Institute for Translational Medicine and Biotechnology, Sechenov First Moscow State Medical University, Moscow, Russia.



To examine the association between the MTNR1B G risk allele, type 2 diabetes (T2D) and chronotype in the UK Biobank.


Data from the baseline investigation of the UK Biobank were utilized (n = 337 083 White British; mean age: 56.9 years; 54% women). MTNR1B rs10830963 was directly genotyped [CC (reference group), CG and GG]. Chronotype was divided into four categories: definitely morning (reference group); more morning than evening; more evening than morning; and definitely evening. Logistic regression analyses were performed to estimate odds ratios and 95% confidence intervals (CIs) for T2D, controlling for age, sex and other confounders.

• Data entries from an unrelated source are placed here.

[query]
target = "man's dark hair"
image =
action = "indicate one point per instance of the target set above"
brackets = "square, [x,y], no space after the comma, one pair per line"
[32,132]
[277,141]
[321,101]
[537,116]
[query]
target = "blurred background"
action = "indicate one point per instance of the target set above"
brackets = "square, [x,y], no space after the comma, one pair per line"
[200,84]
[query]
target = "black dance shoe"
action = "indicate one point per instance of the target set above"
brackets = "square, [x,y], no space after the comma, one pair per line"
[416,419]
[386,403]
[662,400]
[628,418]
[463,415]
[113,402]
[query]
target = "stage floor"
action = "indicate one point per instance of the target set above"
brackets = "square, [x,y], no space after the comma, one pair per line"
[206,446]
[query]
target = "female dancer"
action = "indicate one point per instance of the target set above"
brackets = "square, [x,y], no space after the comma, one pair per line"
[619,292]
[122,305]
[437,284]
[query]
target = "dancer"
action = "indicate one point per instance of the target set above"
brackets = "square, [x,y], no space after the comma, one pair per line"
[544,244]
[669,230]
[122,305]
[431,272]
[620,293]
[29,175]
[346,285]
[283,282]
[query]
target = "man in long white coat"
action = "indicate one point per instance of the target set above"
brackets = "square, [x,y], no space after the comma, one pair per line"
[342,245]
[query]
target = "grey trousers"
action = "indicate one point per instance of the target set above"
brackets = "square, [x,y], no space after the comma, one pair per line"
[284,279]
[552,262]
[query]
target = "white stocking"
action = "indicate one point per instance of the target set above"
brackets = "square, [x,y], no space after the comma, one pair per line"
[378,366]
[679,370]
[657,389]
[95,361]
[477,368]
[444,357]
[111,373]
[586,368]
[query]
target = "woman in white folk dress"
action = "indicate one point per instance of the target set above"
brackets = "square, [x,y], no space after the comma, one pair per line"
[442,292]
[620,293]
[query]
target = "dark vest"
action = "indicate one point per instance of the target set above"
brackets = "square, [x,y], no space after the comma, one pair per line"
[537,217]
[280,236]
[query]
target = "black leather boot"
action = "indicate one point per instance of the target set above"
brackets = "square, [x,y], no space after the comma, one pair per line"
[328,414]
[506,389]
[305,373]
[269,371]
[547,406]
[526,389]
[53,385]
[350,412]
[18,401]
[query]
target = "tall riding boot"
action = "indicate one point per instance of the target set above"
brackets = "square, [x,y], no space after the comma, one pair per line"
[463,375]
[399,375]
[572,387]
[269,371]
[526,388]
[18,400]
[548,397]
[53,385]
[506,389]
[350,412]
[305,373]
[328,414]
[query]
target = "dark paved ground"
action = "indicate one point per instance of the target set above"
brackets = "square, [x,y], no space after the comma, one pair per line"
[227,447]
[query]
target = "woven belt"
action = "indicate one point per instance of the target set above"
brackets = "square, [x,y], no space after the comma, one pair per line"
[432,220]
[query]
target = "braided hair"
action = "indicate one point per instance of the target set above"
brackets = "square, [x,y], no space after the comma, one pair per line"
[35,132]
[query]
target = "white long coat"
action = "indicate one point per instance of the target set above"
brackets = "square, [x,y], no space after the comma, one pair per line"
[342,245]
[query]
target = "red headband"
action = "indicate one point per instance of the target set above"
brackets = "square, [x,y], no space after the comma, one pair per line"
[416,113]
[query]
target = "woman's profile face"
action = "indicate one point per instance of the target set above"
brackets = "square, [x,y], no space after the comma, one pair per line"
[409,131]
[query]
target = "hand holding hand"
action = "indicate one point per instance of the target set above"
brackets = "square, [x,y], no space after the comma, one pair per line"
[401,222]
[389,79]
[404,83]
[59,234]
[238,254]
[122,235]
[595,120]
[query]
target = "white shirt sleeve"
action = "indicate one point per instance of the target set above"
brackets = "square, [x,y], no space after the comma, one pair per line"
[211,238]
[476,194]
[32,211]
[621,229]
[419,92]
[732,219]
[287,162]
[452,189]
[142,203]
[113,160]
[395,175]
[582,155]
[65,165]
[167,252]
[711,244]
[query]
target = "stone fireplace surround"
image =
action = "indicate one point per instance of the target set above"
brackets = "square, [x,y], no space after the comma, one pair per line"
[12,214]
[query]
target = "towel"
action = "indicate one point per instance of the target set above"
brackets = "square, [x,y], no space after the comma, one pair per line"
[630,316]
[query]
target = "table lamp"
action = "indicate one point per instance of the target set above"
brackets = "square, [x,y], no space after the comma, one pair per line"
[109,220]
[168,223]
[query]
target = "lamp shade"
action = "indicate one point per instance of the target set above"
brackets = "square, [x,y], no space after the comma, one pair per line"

Carriers of the rs10830963 risk allele had a higher risk of T2D [CG vs. CC: OR (95% CI) 1.10 (1.07, 1.15); GG vs. CC: 1.21 (1.14, 1.29)]. Compared with definitely morning chronotype, participants with definitely evening chronotype exhibited the highest risk of T2D [1.25 (1.17, 1.33)]. Despite a nonsignificant interaction between chronotype and the risk allele [0.98 (0.94, 1.01), P = 0.176 for interaction term], we found that definitely evening chronotype (vs. definitely morning) was linked with a higher risk of T2D amongst CC and CG but not GG carriers. Additionally, we saw that the GG genotype (vs. CC) was associated with a higher risk of T2D across all chronotype categories, except for definitely evening.


Our findings suggest that the MTNR1B G risk allele and late chronotype increase the risk of T2D. The association between late chronotype and higher risk of T2D appears to vary across MTNR1B rs10830963 genotypes.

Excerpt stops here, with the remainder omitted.